Treatment of fasciitis soles:

  • course taking one of the nonsteroidal anti-inflammatory drugs (diclofenac, nimesulide, or other);
  • with the ineffectiveness of non-narcotic analgesics make extra-articular drug blockade;
  • taping;
  • physiotherapy, such as electrophoresis;
  • compresses on the heel with a solution of Dimexidum, novocaine, acetylsalicylic acid;
  • applications from a mixture of tincture of Sabelnik, badger oil and mummy;
  • gymnastics;
  • foot massage.

In certain pathologies, accompanied by constant pain in the sole of the foot, orthosis (brace) or splint is often used. For fractures of the calcaneus for immobilization on the leg from the knee to the fingers impose a plaster splint for a period of 3 to 8 weeks.

From physiotherapeutic procedures, besides electrophoresis, shock wave therapy, magnetic and laser therapy, ultrasound, phonophoresis, and UHF are effective. It also helps manual therapy, massage.

Surgical treatment is indicated for severe cases of pathologies that cannot be resolved by medical methods of treatment. The operation is done with tendon ruptures, in some cases, to remove the heel spur, etc.

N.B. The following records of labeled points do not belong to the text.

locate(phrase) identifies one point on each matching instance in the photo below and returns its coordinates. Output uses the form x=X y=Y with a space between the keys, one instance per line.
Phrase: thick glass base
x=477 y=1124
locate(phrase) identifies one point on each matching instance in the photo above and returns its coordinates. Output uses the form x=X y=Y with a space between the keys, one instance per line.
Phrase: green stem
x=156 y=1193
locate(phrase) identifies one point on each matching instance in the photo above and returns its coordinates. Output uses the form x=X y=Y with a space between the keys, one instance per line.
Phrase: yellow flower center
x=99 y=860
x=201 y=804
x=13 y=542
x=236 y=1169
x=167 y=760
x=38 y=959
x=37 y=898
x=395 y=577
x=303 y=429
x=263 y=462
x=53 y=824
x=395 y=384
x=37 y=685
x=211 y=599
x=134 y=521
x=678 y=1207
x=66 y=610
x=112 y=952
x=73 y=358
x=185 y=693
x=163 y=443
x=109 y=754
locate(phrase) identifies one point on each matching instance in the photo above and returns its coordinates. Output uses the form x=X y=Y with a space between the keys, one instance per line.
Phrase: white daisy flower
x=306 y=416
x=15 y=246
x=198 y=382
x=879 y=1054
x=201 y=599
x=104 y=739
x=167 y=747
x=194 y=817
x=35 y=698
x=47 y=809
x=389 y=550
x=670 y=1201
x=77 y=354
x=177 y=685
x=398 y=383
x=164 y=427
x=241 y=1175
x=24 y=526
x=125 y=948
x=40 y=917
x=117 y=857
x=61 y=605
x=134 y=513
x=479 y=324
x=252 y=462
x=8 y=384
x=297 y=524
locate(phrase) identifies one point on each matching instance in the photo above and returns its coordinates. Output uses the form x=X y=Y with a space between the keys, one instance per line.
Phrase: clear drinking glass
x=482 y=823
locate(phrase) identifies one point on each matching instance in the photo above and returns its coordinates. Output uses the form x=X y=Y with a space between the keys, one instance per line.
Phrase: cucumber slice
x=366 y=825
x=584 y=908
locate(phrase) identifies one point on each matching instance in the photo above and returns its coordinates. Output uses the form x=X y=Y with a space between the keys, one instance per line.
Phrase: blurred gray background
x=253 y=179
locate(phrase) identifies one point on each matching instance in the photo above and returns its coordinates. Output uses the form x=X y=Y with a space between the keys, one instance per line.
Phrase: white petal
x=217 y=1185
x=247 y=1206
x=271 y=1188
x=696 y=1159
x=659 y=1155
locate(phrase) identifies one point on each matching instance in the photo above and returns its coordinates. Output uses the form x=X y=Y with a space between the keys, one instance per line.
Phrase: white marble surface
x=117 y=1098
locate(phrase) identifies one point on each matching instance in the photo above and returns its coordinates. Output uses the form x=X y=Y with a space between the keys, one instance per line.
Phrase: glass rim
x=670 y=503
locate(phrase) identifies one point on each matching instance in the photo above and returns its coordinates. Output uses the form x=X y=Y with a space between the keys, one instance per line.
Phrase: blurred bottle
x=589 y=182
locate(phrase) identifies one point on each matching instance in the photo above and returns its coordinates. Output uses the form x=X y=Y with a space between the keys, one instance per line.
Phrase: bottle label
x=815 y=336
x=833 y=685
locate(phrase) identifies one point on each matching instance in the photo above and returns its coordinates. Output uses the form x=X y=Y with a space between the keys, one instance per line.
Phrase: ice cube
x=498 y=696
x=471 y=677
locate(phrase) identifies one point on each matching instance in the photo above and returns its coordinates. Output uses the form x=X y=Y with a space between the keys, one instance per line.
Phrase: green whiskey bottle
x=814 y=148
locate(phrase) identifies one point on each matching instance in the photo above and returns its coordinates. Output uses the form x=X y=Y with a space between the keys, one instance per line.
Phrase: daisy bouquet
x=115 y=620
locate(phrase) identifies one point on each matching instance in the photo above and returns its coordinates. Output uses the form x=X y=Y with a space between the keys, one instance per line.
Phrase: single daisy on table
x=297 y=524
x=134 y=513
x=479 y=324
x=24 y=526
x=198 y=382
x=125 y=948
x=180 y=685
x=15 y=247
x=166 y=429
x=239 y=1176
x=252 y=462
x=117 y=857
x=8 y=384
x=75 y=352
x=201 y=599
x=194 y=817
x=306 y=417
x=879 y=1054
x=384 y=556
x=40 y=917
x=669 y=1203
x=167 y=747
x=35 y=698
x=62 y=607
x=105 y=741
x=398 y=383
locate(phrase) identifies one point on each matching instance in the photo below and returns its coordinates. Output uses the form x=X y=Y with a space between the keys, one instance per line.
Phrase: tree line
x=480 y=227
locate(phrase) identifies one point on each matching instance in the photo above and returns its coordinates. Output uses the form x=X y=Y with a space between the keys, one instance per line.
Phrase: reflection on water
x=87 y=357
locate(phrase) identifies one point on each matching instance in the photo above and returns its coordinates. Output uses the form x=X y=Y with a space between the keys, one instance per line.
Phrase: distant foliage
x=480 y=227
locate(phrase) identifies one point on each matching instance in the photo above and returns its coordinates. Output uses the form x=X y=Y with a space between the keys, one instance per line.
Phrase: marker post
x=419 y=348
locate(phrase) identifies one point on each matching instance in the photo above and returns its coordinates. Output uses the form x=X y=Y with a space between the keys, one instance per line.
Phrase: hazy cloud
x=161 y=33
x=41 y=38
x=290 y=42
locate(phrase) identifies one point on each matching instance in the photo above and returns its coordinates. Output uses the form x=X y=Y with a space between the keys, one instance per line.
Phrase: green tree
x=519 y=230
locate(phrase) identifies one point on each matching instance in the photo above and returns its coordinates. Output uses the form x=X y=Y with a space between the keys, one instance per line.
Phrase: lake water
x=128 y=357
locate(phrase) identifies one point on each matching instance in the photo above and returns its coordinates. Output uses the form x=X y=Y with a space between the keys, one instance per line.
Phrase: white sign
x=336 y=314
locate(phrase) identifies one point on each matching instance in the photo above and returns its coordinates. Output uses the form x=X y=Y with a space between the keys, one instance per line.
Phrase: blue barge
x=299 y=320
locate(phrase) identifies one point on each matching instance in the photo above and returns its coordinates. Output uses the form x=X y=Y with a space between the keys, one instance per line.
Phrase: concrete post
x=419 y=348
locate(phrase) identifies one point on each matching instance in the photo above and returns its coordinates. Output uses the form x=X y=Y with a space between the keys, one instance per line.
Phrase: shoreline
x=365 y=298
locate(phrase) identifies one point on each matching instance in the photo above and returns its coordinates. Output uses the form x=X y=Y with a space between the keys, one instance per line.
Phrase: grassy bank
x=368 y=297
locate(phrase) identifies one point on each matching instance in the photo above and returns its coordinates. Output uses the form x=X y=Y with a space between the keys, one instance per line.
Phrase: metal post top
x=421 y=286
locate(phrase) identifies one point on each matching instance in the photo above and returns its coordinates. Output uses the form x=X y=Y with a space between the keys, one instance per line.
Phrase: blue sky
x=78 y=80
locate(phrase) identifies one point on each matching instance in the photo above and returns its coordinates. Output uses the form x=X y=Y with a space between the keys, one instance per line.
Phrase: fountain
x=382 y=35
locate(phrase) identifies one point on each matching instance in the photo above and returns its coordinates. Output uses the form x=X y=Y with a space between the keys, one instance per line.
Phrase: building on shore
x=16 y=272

Preventive measures to prevent pain in the heel area

  • Refusal of shoes with high heels or with a flat sole. The heel should be wide and steady, not more than 5 cm tall. Fashionable ballet flats today have a negative effect on the structure of the feet, leading to an overstressing of the muscles and tendons.
  • Timely treatment of major diseases, such as diabetes or osteomyelitis.
  • The fight against obesity, as each extra kilogram increases the load on the legs.
  • Use orthopedic insoles.
  • Regular foot care.
  • Maximum avoidance of foot injury.